One could not expect a spacesuit and body to remain intact for sixty-five million years, but, perhaps it would still somewhat hold together after all that time. Particularly where this story is set…

That the view of the Earth is just above the horizon indicates this takes place near one of the Moon’s poles. Because the Moon is tidally locked to the Earth (it always shows the same face), the Earth doesn’t appreciably move from its position in the lunar sky. Though to be accurate, because the Moon’s tilt is slightly misaligned with regard to its orbit around the Earth, there is some movement, called the lunar libration, but the Earth essentially hovers at a fixed point in the sky. The lunar polar region makes sense for Moon exploration and settlement because the permanently shadowed craters–where the sun never shines–can became a collection point for water ice. If sunlight never reaches the base of the craters it won’t warm to those 250F temperatures. The ice that collects there, brought in from passing (or colliding!) comets over hundreds of millions of years can persist for eons.

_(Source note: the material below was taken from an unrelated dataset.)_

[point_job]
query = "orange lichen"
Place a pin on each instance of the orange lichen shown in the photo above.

An astronaut comes across an ancient, saurian predecessor resting against the base of a corroded lunar lander leg in one of these shadowed craters, where they’ve maintained a vigil for the last sixty-five million years. Presumably a marooned saurunaut would want the last thing they see to be their home world; yet in the astronaut’s present era it’s not visible through the gap in the crater wall.

The moon is slowly receding from the earth due to tidal friction at the rate of about 1.5″ (3.8 cm) per year. That’s not much, but it adds up over centuries, millennia, and millions of years. Earth and lunar day lengths have also shifted over time, which contributes to tiny misalignments between the Earth, a marooned saurunaut, and a gap in the wall of a lunar polar crater. Rewinding the clock to where the Earth would’ve appeared sixty-five million years ago from the bottom of a lunar crater is honestly perhaps a bit of a stretch–errors will add up in the estimations of how positions and velocities evolve over time.

But even if the estimate of the projected position of the Earth at the time of the Chicxulub asteroid strike that killed the dinosaurs is off by a bit, it’s no stretch to expect a lunar explorer to keep a final vigil over the home to which they could never return.